"Though the instinct be different, yet still it is an instinct
which teaches a man to avoid the fire, as much as that which
teaches a bird, with such exactness, the art of incubation and the
whole economy and order of its nursery."--(IV. pp. 125, 126.)
The parallel here drawn between the "avoidance of a fire" by a man and
the incubatory instinct of a bird is inexact. The man avoids fire when
he has had experience of the pain produced by burning; but the bird
incubates the first time it lays eggs, and therefore before it has had
any experience of incubation. For the comparison to be admissible, it
would be necessary that a man should avoid fire the first time he saw
it, which is notoriously not the case.
The term "instinct" is very vague and ill-defined. It is commonly
employed to denote any action, or even feeling, which is not dictated by
conscious reasoning, whether it is, or is not, the result of previous
experience.

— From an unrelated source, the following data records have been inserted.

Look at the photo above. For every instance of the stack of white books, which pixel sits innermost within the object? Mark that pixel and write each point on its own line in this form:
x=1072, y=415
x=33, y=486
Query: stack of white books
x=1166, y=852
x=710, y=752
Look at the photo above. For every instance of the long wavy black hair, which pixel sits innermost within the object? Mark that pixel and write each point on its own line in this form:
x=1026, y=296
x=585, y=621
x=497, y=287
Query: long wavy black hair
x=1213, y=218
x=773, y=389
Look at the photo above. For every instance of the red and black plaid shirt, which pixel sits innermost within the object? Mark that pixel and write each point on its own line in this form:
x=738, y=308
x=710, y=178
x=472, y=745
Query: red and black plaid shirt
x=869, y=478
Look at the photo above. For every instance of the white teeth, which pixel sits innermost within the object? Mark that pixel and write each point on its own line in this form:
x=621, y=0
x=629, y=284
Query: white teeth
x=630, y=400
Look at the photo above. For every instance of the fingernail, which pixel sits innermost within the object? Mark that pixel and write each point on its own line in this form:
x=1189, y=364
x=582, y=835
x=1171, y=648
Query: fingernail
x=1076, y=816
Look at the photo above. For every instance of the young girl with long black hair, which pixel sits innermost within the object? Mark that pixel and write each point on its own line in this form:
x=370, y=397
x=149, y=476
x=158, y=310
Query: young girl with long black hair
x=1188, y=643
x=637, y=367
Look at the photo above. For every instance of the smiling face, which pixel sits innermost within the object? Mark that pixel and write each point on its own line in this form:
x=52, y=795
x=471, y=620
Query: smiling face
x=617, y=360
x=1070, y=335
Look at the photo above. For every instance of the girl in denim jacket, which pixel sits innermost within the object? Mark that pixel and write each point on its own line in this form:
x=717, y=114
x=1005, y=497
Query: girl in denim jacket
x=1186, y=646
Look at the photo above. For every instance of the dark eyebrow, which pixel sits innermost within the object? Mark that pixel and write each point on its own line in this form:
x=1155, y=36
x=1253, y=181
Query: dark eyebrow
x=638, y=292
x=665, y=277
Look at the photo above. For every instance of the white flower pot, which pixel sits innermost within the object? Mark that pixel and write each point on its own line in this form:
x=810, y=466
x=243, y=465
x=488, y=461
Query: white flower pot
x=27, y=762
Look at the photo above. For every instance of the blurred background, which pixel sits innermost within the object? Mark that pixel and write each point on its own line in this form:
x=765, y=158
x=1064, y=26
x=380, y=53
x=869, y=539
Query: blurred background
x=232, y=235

It is "instinct" which leads a chicken just hatched to pick
up a grain of corn; parental love is said to be "instinctive"; the
drowning man who catches at a straw does it "instinctively"; and the
hand that accidentally touches something hot is drawn back by
"instinct." Thus "instinct" is made to cover everything from a simple
reflex movement, in which the organ of consciousness need not be at all
implicated, up to a complex combination of acts directed towards a
definite end and accompanied by intense consciousness.